Dass er keiner Parteilinie folgen muss, begreift er als Vorteil dafür, ein Oberbürgermeister zu werden, der für Bürgernähe steht. Er sieht sich weder links noch rechts; er möchte nicht parteiideologisch, sondern sachlich orientiert entscheiden. Sven Junghans fordert: „Die Stadtverordneten müssen endlich Politik für die Stadt und die Bürger machen.“
Frankfurt: OB-Kandidat Junghans fordert mehr Spielraum für die Ortsbeiräte
Dazu gehört für ihn auch, den Ortsbeiräte in ihrer Handlungsfähigkeit mehr Spielraum und Selbstentscheidungsrecht zu geben. Zum Stadtteilparlament in „seinem“ Frankfurter Westen, pflegt er gute Kontakte.

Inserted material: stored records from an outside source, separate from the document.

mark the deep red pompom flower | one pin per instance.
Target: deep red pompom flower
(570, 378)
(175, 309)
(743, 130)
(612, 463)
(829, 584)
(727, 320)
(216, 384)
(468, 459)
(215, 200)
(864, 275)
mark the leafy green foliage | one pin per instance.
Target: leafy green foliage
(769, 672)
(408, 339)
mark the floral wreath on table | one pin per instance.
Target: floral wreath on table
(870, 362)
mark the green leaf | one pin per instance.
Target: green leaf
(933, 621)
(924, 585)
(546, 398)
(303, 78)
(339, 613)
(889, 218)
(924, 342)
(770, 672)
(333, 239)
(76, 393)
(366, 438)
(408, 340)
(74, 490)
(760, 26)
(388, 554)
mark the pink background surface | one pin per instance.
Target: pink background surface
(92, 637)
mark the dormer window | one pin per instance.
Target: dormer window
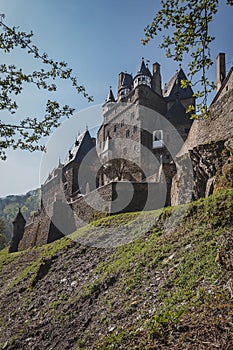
(158, 139)
(124, 92)
(142, 80)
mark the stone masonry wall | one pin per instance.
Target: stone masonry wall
(206, 147)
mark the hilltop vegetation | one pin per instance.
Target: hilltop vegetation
(9, 206)
(169, 289)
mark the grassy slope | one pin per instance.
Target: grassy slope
(172, 288)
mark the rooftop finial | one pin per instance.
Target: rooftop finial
(2, 17)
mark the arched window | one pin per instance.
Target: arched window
(158, 139)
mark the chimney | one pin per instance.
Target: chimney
(156, 79)
(221, 69)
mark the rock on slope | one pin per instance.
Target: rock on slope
(170, 289)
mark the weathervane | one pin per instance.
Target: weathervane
(2, 17)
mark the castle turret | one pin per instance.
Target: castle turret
(18, 230)
(156, 79)
(125, 85)
(221, 69)
(143, 76)
(110, 101)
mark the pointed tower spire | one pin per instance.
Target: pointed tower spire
(110, 97)
(144, 70)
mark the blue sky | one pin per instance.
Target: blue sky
(98, 39)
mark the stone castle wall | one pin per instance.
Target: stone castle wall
(206, 148)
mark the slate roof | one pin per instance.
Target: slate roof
(224, 83)
(127, 81)
(143, 70)
(177, 113)
(173, 87)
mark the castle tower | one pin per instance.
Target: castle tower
(143, 76)
(18, 230)
(221, 69)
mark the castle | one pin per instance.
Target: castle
(136, 162)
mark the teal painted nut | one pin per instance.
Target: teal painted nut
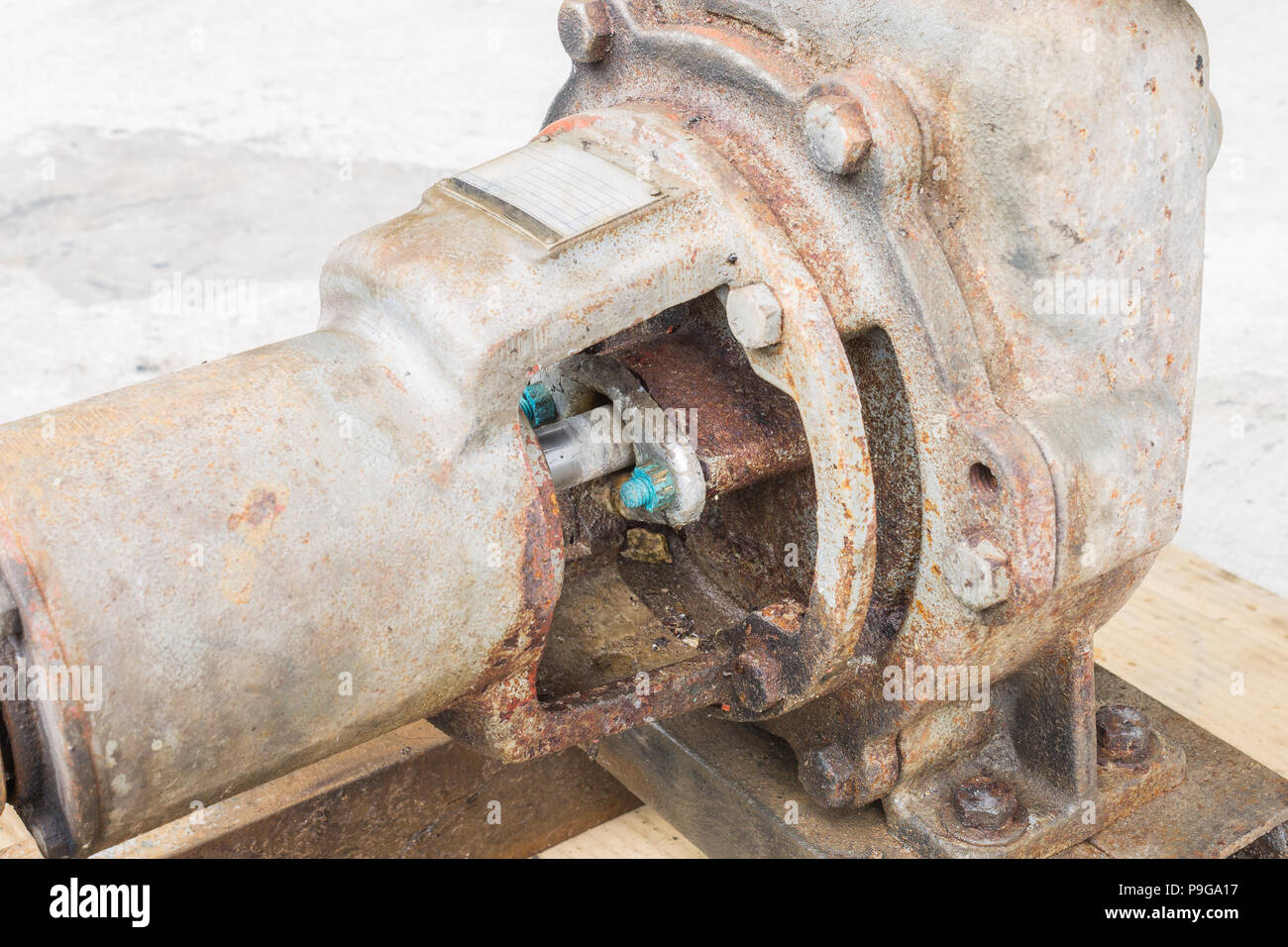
(649, 487)
(537, 405)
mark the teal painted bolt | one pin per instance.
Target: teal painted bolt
(537, 405)
(649, 487)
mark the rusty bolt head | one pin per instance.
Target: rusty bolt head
(986, 804)
(836, 134)
(977, 573)
(755, 316)
(585, 29)
(1122, 733)
(828, 776)
(758, 681)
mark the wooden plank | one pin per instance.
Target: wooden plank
(640, 834)
(1181, 638)
(1189, 628)
(1211, 647)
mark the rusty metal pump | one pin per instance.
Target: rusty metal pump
(807, 346)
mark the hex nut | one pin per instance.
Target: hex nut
(758, 680)
(977, 573)
(836, 134)
(827, 775)
(755, 316)
(1122, 735)
(986, 804)
(587, 30)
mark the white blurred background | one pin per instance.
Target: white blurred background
(145, 141)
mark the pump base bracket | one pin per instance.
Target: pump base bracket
(732, 789)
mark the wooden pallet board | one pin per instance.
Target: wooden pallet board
(1184, 635)
(1197, 638)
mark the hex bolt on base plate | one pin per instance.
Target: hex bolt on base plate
(1201, 799)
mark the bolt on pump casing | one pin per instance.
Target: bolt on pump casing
(932, 303)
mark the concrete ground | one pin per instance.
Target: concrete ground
(145, 141)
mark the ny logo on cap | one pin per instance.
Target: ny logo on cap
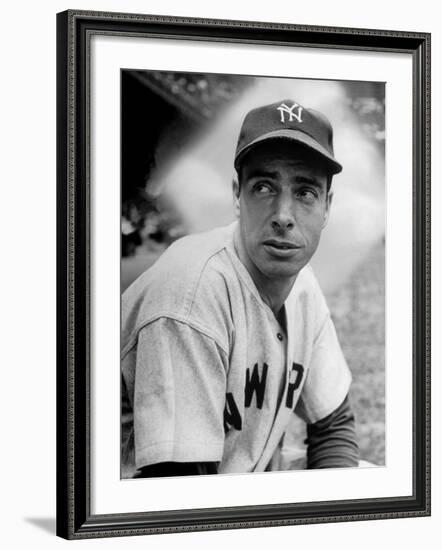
(285, 109)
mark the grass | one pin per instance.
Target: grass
(358, 311)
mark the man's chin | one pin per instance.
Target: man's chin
(279, 270)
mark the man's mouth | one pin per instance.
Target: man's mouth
(282, 245)
(280, 249)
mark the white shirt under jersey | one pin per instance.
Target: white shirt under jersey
(209, 375)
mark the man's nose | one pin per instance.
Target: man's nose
(283, 219)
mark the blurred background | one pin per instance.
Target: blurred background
(178, 137)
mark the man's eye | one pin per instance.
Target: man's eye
(262, 188)
(307, 194)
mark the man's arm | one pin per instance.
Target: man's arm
(169, 469)
(331, 442)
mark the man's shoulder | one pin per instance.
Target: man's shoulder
(192, 268)
(308, 293)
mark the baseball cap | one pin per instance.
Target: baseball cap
(288, 119)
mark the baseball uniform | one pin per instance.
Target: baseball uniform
(209, 375)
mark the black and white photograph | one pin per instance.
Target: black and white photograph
(252, 274)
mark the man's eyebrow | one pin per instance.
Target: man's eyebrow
(311, 180)
(261, 173)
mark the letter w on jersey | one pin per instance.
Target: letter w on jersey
(290, 111)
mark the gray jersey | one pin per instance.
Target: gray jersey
(208, 372)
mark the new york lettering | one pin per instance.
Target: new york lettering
(255, 385)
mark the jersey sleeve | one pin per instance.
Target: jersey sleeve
(328, 377)
(179, 395)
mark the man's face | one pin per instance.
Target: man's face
(283, 207)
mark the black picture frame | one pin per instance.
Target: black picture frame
(74, 518)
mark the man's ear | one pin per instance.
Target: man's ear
(328, 202)
(236, 193)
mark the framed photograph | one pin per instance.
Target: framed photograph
(243, 274)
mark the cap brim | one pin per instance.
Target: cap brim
(297, 136)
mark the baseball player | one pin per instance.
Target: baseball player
(228, 335)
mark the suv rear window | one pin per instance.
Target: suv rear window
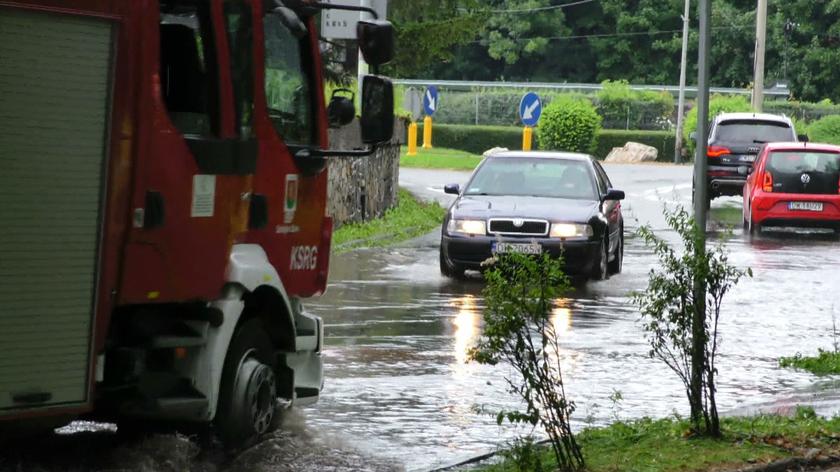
(804, 172)
(752, 131)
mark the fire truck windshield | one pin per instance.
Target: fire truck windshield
(287, 83)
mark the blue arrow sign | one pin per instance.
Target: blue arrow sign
(430, 100)
(530, 109)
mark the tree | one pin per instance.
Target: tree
(519, 330)
(668, 308)
(428, 31)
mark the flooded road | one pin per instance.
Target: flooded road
(398, 386)
(399, 394)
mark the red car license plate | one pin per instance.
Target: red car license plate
(805, 206)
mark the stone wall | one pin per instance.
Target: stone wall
(362, 188)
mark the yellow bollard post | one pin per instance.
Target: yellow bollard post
(527, 135)
(427, 132)
(412, 139)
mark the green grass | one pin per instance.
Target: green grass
(826, 363)
(663, 445)
(410, 218)
(439, 158)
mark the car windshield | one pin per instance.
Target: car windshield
(751, 131)
(539, 177)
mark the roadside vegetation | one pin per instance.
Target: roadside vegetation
(824, 363)
(409, 219)
(439, 158)
(519, 331)
(666, 445)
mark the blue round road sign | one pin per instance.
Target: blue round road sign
(530, 109)
(430, 100)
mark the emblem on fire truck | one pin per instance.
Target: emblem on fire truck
(290, 199)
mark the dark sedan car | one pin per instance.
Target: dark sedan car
(535, 202)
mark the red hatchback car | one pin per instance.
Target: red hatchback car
(793, 184)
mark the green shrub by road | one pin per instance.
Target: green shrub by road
(662, 445)
(569, 124)
(409, 219)
(439, 158)
(474, 140)
(825, 363)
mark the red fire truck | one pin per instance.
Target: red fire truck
(162, 207)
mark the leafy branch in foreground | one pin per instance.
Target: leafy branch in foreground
(668, 308)
(519, 330)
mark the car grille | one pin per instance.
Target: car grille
(523, 228)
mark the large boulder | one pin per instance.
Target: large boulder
(632, 153)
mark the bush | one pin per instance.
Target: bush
(519, 332)
(825, 130)
(477, 139)
(569, 124)
(717, 104)
(663, 141)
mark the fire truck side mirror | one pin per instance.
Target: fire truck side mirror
(376, 41)
(377, 109)
(291, 21)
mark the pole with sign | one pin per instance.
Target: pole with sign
(413, 102)
(530, 109)
(431, 100)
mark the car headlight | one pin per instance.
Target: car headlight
(569, 230)
(471, 227)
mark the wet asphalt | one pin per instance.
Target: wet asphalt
(399, 394)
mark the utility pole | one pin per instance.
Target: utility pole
(362, 68)
(760, 44)
(698, 332)
(681, 101)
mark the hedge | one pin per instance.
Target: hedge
(477, 139)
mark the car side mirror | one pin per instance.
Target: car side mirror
(744, 170)
(376, 41)
(613, 194)
(341, 111)
(377, 109)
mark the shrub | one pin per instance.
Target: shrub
(825, 130)
(682, 334)
(717, 104)
(477, 139)
(568, 124)
(520, 298)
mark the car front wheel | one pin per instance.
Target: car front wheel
(600, 269)
(450, 270)
(618, 260)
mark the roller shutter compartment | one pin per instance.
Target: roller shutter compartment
(55, 73)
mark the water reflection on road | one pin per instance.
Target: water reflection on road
(399, 385)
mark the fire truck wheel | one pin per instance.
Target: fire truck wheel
(248, 393)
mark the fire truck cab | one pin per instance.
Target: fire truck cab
(162, 208)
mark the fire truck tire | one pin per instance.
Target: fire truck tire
(248, 392)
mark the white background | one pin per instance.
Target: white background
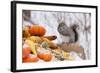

Wiederholt hat sich der Ortsbeirat 6 in Anträgen für den Erhalt seiner „Walter Kolb“ stark gemacht - und vor allem die Menschen im Westen waren es, die ihn vor allem im ersten Corona-Jahr mit großer Spendenbereitschaft unterstützten, als dem Fährmann das Wasser buchstäblich bis zum Hals stand.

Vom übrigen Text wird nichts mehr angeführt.